I started at the irrelevance of this remark, and said, “Who?”
“Lettie. We’ve got notice, did you know?”
I started to my feet this time with amazement.
“Notice to leave? — What for?”
“Rabbits I expect. I wish she’d have me, Cyril.”
“To leave Strelley Mill!” I repeated.
“That’s it — and I’m rather glad. But do you think she might have me, Cyril?”
“What a shame! Where will you go? And you lie there joking —!”
“I don’t. Never mind about the damned notice. I want her more than anything. — And the more I look at these naked lines, the more I want her. It’s a sort of fine sharp feeling, like these curved lines. I don’t know what I’m saying — but do you think she’d have me? Has she seen these pictures?”
“No.”
“If she did perhaps she’d want me — I mean she’d feel it clear and sharp coming through her.”
“I’ll show her and see.”
“I’d been sort of thinking about it — since Father had that notice. It seemed as if the ground was pulled from under our feet. I never felt so lost. Then I began to think of her, if she’d have me — but not clear, till you showed me those pictures. I must have her if I can — and I must have something. It’s rather ghostish to have the road suddenly smudged out, and all the world anywhere, nowhere for you to go. I must get something sure soon, or else I feel as if I should fall from somewhere and hurt myself.
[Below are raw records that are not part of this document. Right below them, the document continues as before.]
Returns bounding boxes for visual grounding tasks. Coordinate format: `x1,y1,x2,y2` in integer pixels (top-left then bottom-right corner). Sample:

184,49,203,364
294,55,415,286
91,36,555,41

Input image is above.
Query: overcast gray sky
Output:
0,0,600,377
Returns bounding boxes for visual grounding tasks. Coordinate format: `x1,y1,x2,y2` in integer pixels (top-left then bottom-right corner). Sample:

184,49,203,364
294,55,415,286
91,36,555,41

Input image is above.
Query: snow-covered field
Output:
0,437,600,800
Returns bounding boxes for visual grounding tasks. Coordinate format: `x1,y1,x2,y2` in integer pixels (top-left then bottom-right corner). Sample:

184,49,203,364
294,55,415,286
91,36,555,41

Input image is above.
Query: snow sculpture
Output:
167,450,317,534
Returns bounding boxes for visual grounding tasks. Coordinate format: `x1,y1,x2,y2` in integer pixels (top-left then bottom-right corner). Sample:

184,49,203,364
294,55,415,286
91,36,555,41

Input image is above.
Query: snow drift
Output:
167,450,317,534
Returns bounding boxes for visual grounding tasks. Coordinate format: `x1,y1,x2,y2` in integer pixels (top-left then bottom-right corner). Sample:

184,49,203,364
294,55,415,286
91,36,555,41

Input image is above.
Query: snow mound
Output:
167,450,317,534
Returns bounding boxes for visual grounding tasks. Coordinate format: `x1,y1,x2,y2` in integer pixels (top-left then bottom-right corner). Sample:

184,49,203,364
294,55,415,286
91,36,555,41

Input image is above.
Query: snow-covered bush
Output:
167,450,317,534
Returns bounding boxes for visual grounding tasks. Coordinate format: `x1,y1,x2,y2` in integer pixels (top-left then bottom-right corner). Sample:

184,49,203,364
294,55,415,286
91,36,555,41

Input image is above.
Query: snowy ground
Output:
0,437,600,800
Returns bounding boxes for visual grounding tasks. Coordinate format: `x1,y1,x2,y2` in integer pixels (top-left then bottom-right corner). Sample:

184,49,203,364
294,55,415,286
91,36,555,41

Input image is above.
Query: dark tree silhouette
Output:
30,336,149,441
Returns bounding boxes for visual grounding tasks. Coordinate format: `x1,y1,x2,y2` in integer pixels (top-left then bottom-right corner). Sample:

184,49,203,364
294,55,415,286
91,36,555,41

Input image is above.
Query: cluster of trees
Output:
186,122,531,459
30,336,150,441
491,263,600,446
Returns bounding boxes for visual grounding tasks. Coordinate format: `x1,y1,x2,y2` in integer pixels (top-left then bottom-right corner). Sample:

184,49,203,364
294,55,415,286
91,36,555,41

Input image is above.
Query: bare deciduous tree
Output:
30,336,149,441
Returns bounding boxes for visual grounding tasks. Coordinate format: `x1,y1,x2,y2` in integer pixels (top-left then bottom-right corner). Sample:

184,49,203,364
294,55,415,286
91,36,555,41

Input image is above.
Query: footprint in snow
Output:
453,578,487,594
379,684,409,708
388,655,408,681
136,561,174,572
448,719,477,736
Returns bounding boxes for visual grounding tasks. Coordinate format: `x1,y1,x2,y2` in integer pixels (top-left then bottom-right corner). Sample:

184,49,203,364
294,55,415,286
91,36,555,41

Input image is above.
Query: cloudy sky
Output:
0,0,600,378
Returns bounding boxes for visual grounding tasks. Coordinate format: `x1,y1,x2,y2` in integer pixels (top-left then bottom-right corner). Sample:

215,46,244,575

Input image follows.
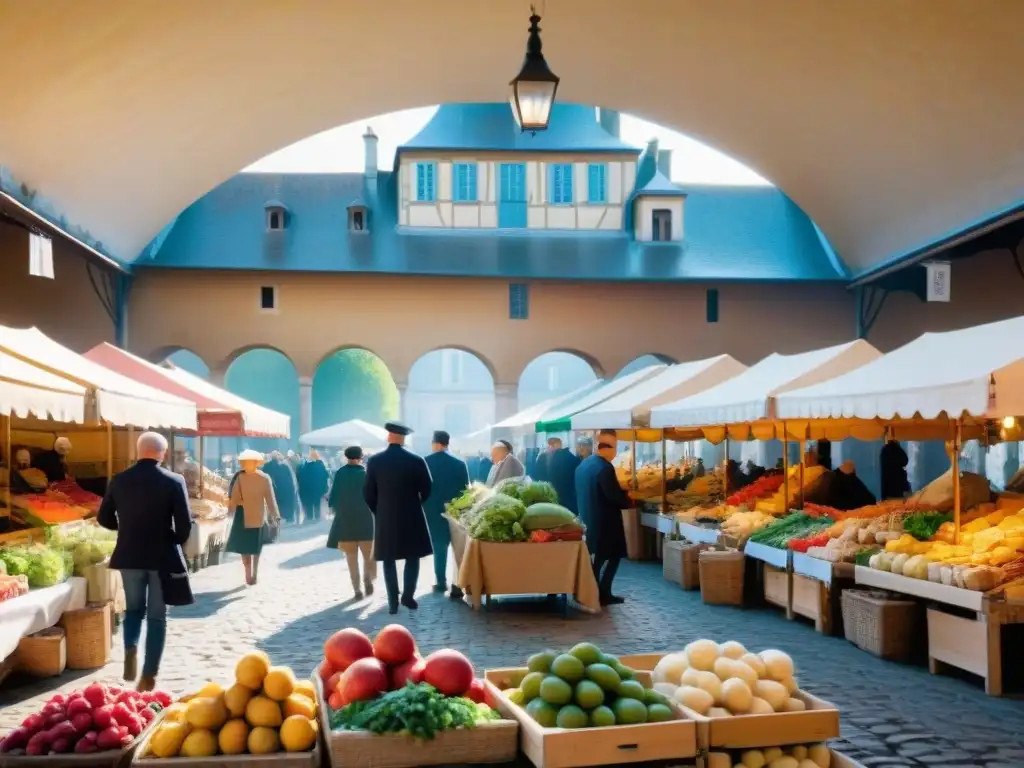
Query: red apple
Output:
423,648,473,696
324,627,374,672
374,624,416,665
337,657,387,705
389,655,426,690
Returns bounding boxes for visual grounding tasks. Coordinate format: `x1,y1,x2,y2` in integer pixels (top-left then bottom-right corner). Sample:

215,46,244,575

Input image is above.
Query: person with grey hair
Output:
96,432,194,691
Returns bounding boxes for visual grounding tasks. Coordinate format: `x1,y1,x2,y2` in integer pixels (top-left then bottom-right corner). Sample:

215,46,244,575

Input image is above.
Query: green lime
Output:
555,705,590,728
569,643,601,665
551,653,586,683
647,705,673,723
575,680,604,710
618,680,647,701
587,664,622,691
534,675,572,707
526,698,558,728
590,706,615,728
519,672,545,701
526,650,558,674
611,698,647,725
611,664,633,680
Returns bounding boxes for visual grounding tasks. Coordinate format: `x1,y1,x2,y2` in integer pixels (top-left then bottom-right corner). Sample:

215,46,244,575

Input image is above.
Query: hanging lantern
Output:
509,8,558,133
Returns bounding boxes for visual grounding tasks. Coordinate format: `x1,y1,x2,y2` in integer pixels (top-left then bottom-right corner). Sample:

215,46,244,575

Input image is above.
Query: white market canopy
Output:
776,317,1024,420
299,419,387,450
0,352,86,424
571,354,746,429
650,339,882,434
0,326,197,430
537,365,668,432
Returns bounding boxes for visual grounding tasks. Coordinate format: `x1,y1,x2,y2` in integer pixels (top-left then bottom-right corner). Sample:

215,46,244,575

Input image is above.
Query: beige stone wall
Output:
128,269,854,386
0,223,114,352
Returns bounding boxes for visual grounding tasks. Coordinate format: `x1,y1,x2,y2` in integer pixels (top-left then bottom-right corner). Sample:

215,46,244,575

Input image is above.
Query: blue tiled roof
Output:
395,103,640,156
142,172,845,282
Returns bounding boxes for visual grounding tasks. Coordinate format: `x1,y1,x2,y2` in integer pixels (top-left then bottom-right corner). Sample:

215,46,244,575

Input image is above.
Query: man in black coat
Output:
362,422,433,613
575,442,633,605
96,432,193,691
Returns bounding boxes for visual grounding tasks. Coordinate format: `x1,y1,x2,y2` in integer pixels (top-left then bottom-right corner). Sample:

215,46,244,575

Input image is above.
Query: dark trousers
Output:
381,557,420,607
594,555,621,599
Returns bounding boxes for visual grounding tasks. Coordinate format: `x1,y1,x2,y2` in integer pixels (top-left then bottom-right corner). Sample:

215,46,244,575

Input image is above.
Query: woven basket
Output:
60,603,113,670
697,550,745,605
16,627,68,677
842,590,922,662
662,539,707,590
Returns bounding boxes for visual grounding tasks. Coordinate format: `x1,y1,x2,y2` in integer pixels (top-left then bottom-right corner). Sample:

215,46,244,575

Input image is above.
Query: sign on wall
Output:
925,261,952,301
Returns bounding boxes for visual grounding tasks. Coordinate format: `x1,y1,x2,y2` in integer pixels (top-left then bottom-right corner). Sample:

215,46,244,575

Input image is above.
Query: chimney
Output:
657,150,672,181
362,125,377,181
597,106,620,138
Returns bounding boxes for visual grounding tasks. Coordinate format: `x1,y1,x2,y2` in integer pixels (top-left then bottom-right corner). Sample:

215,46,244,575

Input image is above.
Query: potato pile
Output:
652,640,806,718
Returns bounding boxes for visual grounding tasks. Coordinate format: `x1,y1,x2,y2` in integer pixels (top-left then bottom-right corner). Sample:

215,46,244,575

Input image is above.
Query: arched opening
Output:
518,352,598,410
615,353,677,379
403,347,496,453
312,349,400,436
224,348,299,452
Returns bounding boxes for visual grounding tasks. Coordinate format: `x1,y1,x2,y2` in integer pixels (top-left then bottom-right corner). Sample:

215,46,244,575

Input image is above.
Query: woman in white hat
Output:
225,449,281,585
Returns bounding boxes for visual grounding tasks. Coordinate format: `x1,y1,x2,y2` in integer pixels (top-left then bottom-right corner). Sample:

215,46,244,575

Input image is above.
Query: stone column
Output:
491,384,519,427
299,376,313,434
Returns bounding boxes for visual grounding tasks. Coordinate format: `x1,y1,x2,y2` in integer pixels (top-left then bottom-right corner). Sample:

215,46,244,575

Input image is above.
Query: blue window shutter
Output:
509,283,529,319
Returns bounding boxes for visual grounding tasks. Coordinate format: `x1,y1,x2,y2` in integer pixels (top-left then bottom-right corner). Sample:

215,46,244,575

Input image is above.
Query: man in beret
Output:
423,430,469,599
362,422,433,613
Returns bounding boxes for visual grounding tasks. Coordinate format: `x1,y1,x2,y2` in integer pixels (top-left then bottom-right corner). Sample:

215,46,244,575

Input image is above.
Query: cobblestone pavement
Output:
0,523,1024,768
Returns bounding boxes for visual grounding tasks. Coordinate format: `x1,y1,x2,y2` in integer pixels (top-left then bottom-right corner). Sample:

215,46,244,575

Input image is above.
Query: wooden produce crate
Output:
313,671,519,768
485,668,697,768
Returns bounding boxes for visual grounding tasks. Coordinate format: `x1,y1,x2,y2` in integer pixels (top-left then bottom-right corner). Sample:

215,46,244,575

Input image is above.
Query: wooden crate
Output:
315,671,519,768
485,669,697,768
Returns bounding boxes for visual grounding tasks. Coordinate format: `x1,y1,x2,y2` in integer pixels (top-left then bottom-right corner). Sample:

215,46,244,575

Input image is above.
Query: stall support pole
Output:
949,419,964,544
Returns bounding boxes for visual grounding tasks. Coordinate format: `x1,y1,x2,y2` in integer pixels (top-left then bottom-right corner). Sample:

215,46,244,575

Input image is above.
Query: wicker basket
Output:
60,603,113,670
842,590,922,662
16,627,68,677
662,539,707,590
697,550,745,605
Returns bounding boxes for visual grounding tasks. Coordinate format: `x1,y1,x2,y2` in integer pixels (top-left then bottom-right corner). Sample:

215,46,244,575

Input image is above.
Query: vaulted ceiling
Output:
0,0,1024,274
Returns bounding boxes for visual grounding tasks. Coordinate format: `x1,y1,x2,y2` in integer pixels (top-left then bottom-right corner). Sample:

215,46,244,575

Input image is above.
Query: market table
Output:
445,516,601,613
0,577,86,662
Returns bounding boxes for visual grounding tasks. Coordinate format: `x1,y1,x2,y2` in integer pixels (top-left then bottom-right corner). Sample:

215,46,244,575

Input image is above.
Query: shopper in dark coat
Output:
548,447,581,514
423,430,469,599
296,451,331,521
327,445,377,600
575,442,633,605
362,422,433,613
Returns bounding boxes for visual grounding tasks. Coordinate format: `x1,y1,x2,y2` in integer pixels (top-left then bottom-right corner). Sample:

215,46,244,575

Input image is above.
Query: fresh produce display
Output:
0,683,171,756
0,544,70,589
651,640,806,718
505,643,678,728
749,512,833,549
720,743,831,768
318,624,498,738
141,651,318,759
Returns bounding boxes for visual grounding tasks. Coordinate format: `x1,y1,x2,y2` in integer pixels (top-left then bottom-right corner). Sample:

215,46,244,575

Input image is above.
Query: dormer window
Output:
263,200,288,232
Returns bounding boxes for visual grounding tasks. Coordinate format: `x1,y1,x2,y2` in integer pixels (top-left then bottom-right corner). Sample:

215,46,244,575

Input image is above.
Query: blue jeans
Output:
121,569,167,677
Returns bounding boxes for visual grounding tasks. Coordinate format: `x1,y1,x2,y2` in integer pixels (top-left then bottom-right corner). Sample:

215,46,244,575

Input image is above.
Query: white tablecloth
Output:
0,577,86,660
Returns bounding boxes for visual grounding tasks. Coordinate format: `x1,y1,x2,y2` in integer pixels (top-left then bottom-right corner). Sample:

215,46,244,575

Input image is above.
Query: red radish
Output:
337,658,387,705
423,648,473,696
324,627,374,672
374,624,416,664
389,656,426,690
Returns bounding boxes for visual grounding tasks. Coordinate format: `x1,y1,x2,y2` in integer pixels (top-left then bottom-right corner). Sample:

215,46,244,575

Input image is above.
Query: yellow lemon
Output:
234,650,270,690
247,727,281,755
217,719,249,755
263,667,295,701
281,715,316,752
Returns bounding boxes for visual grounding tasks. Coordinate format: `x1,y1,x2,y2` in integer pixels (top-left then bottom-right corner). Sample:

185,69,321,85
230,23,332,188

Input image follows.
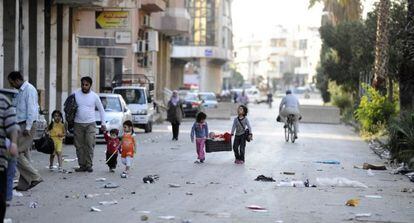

I’ll ask her.”
I looked at him as he lay there under the holly tree, his face all dreamy and boyish, very unusual.
“You’ll ask Lettie?” said I. “When — how?”
“I must ask her quick, while I feel as if everything had gone, and I was ghostish. I think I must sound rather a lunatic.”
He looked at me, and his eyelids hung heavy over his eyes as if he had been drinking, or as if he were tired.
“Is she at home?” he said.
“No, she’s gone to Nottingham. She’ll be home before dark.”
“I’ll see her then. Can you smell violets?”
I replied that I could not. He was sure that he could, and he seemed uneasy till he had justified the sensation. So he arose, very leisurely, and went along the bank, looking closely for the flowers.
“I knew I could. White ones!”
He sat down and picked three flowers, and held them to his nostrils, and inhaled their fragrance. Then he put them to his mouth, and I saw his strong white teeth crush them. He chewed them for a while without speaking; then he spat them out and gathered more.
“They remind me of her too,” he said, and he twisted a piece of honeysuckle stem round the bunch and handed it to me.
“A white violet, is she?” I smiled.
“Give them to her, and tell her to come and meet me just when it’s getting dark in the wood.”
“But if she won’t?”
“She will.”
“If she’s not at home?”
“Come and tell me.”
He lay down again with his head among the green violet leaves, saying:
“I ought to work, because it all counts in the valuation. But I don’t care.”
He lay looking at me for some time. Then he said:
“I don’t suppose I shall have above twenty pounds left when we’ve sold up — but she’s got plenty of money to start with — if she has me — in Canada. I could get well off — and she could have — what she wanted — I’m sure she’d have what she wanted.”
He took it all calmly as if it were realised. I was somewhat amused.
“What frock will she have on when she comes to meet me?” he asked.
“I don’t know. The same as she’s gone to Nottingham in, I suppose — a sort of gold-brown costume with a rather tight-fitting coat. Why?”
“I was thinking how she’d look.”
“What chickens are you counting now?” I asked.
“But what do you think I look best in?” he replied.
“You? Just as you are — no, put that old smooth cloth coat on — that’s all.” I smiled as I told him, but he was very serious. “Shan’t I put my new clothes on?”
“No — you want to leave your neck showing.”
He put his hand to his throat, and said naïvely:
“Do I?”— and it amused him.
Then he lay looking dreamily up into the tree. I left him, and went wandering round the fields finding flowers and bird’s nests.
When I came back, it was nearly four o’clock. He stood up and stretched himself. He pulled out his watch.
“Good Lord,” he drawled, “I’ve lain there thinking all afternoon. I didn’t know I could do such a thing. Where have you been? It’s with being all upset, you see. You left the violets — here, take them, will you; and tell her; I’ll come when it’s getting dark. I feel like somebody else — or else really like myself. I hope I shan’t wake up to the other things — you know, like I am always — before them.”